Of course, we now have embarassment and worse attached to making that information known, so it is unlikely that the perpetrators, er, financial institutions will provide the information voluntarily.

Ben Bernanke and others, like our Treasury Secretary and even President, might be able to do some jawboning. Ultimately, it might be smart for Congress to pass legislation requiring more disclosure of what it is that people are investing in. It's one thing for people to be stupid enough to put their money into hedge funds with about the same information as the contents of a bottle of snake oil, but we are now seeing that that lack of transparency can damage the country's, and perhaps the world's economy. But action by Congress will take much too long for the present problems.

Bernanke wanted to bring transparency to the Fed. Here's an opportunity, even if it wasn't exactly what he originally had in mind.

Monday, 26 November 2007

The Five Step Plan to Secure and Happy Homes

By PLS

Some people will do anything to protect a foetus. I find their theology and tactics repugnant, but they have been pretty darned effective in gnawing away at women’s abortion rights. So let’s borrow from the enemy, I say, to protect the family from financial predators.

Families are losing their homes right and left across this great country. This is a terrible threat to family values. A family on the street is a family truly in danger.

Conservatives have already laid the groundwork for this great cause.

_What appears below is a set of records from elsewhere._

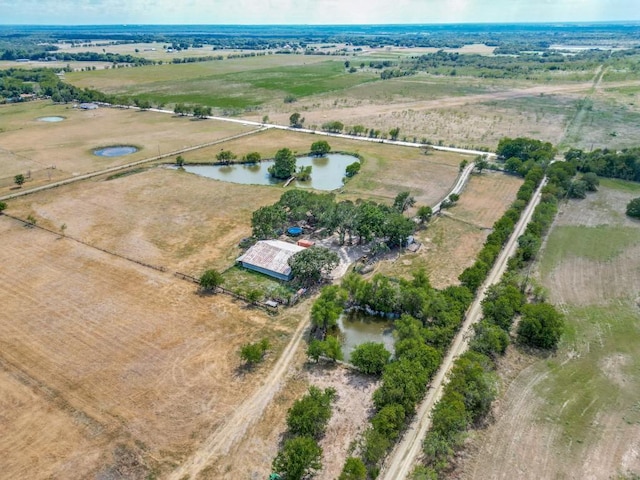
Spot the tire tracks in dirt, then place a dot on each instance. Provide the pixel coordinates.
(404, 455)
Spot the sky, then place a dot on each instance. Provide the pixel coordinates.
(94, 12)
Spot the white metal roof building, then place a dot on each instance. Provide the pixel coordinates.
(271, 258)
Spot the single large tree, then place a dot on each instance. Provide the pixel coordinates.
(299, 457)
(403, 201)
(210, 280)
(311, 264)
(296, 120)
(19, 179)
(284, 165)
(633, 208)
(320, 148)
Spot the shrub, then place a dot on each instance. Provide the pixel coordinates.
(541, 326)
(370, 358)
(633, 208)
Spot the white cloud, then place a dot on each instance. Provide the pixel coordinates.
(312, 11)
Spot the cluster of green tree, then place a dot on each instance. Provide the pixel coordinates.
(364, 220)
(205, 58)
(473, 276)
(428, 320)
(522, 154)
(311, 265)
(199, 111)
(443, 62)
(624, 164)
(396, 73)
(300, 455)
(633, 208)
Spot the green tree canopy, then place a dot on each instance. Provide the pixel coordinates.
(541, 326)
(299, 457)
(210, 280)
(370, 357)
(320, 148)
(633, 208)
(311, 264)
(309, 415)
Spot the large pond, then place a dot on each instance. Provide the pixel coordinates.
(357, 328)
(327, 172)
(117, 151)
(50, 119)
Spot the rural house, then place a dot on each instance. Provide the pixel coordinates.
(271, 258)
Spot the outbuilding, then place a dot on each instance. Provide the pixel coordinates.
(270, 257)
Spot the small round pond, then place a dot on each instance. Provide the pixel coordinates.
(327, 172)
(117, 151)
(53, 119)
(357, 328)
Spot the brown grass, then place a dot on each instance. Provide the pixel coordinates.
(451, 242)
(67, 146)
(97, 351)
(162, 217)
(387, 169)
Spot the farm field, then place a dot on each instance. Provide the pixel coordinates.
(387, 169)
(96, 387)
(451, 241)
(575, 413)
(28, 145)
(207, 218)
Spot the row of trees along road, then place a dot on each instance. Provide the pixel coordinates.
(472, 386)
(360, 221)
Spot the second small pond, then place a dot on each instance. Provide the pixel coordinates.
(327, 172)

The Supreme Court has decided that grown women can’t be trusted to make intelligent decisions about their own bodies, and people who otherwise want to keep government out of our lives think they have the right to make reproductive decisions for people they aren’t even related to. It’s one tiny little step to agreeing that lots of people simply don’t have the education or experience to make good decisions about mortgages.

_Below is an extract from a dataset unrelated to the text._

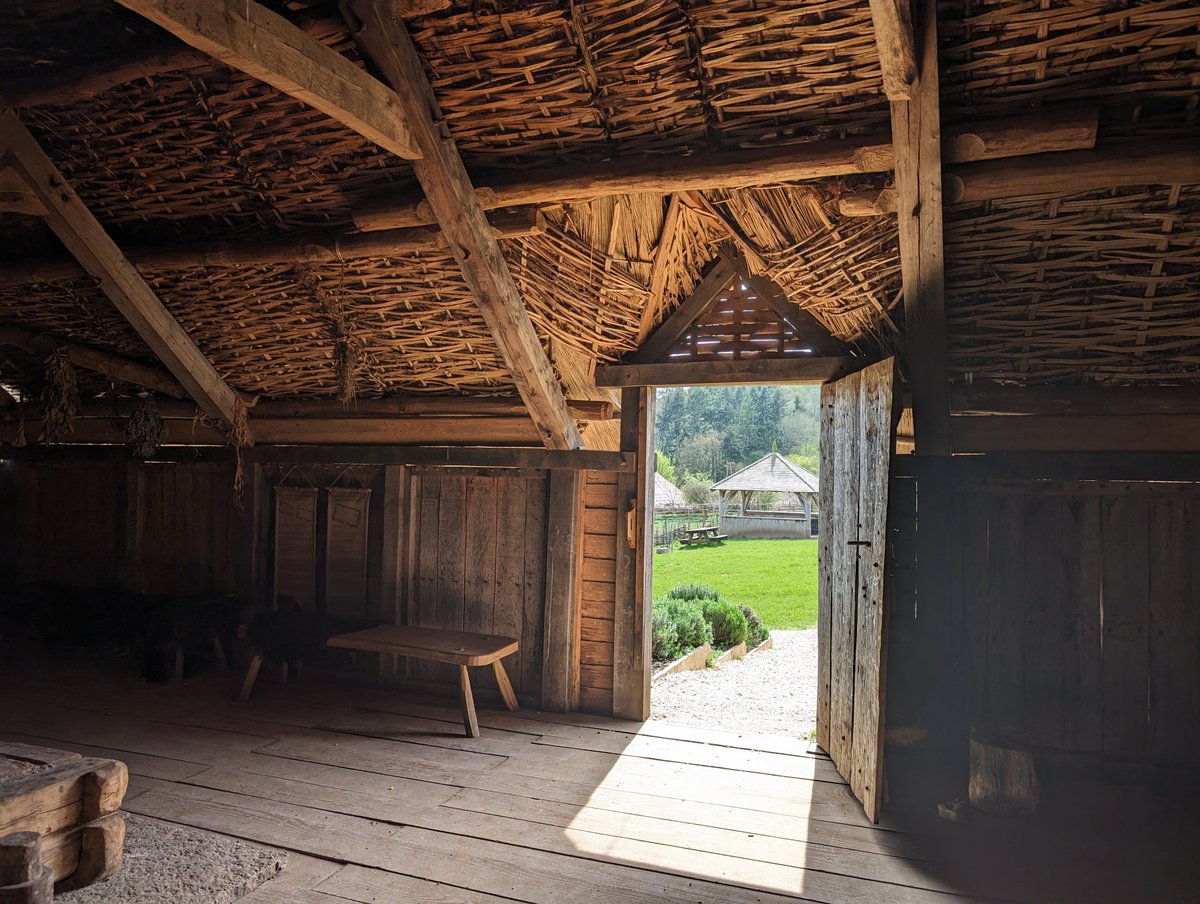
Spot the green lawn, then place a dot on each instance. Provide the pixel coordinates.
(778, 579)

So let’s help the innocents who might be tempted by predatory lenders. I call it the Five Step Plan to Secure and Happy Familyhood:

1. The video:
Our video won’t show cute little foetuses, it will show the destitute in extremis. Everyone about to sign up for a subprime loan will have to watch a tear-jerker of a video showing what can happen when you lose your house and can’t declare bankruptcy and your kids can’t go to school because they don’t have a settled address and your teeth drop out for lack of care. Etc. Etc.
2. The picketers: outside every subprime mortgage lending institution let's station aggressive noisy picketers with gruesome signs showing starving kids and crying mothers and fathers drinking their shame away. Etc. Etc.

3. The Written Warning:
before anyone can sign for a subprime loan, he or she must read a precise description of terms and penalties in simple English—and in an easily readable typeface (no squinting allowed) and then pass a test* showing comprehension.
4. The Delay: potential borrowers should be forced to go home and cogitate for at least 24 hours after they receive the warning, during which time the little test can be graded by an incorruptible neutral party.

5. The Legislation:
all of these procedures are palliatives. The only way to keep good but naive people from being taken advantage of and ruined is to pass legislation which will outlaw these predatory loans. The sooner such consumer protection legislation can be tested and declared constitutional by the courts the better.

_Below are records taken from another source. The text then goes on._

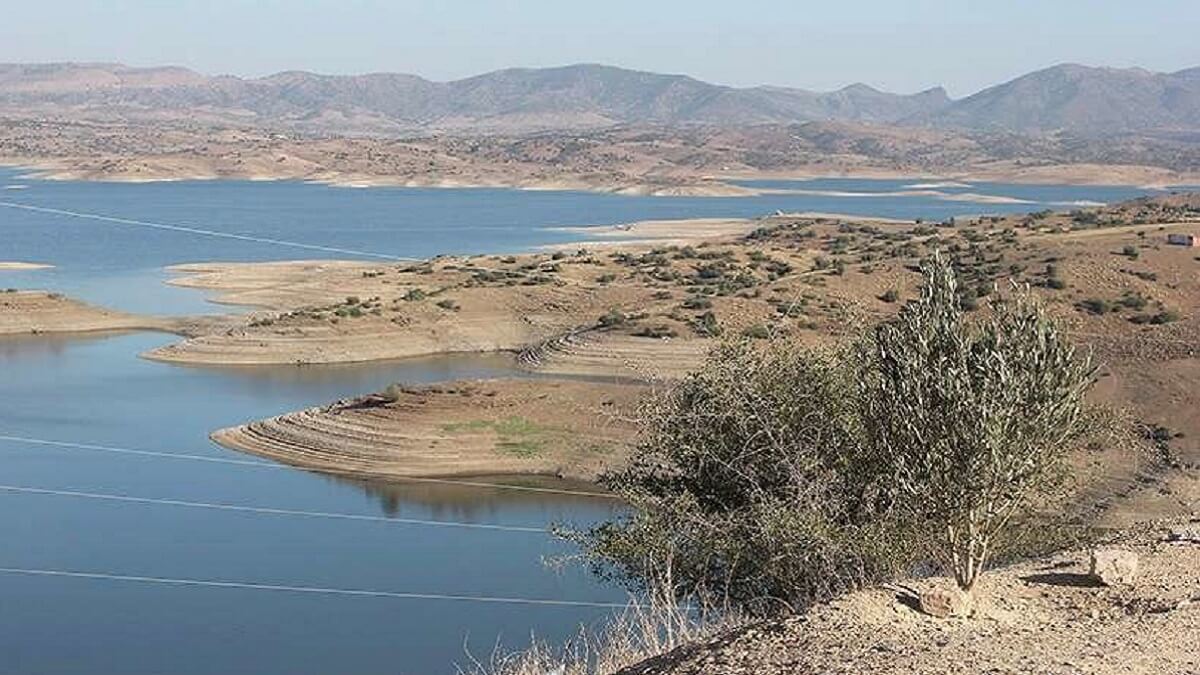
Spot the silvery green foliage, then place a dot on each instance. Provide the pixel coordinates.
(973, 418)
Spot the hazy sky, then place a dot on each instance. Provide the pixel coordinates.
(901, 46)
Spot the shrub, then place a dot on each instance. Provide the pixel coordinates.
(613, 317)
(707, 324)
(1096, 305)
(757, 332)
(778, 476)
(973, 418)
(745, 484)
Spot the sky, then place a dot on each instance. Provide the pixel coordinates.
(901, 46)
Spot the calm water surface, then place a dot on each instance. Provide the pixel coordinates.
(96, 390)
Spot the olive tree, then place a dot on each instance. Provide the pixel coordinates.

There are of course some conservatives who think that people who sign up for bad mortgages have only themselves to blame, but surely we can count the on the family values lobby to support this initiative. What could be more destructive to family life than losing a home? Oh yes, a little rebalancing of the bankrupcy act to provide more consumer protection would also help.

*This was my bright little idea. It would be a bit of a nuisance, but it sure would help to keep people from signing impetuously, optimistically, foolishly on dotted lines they should avoid.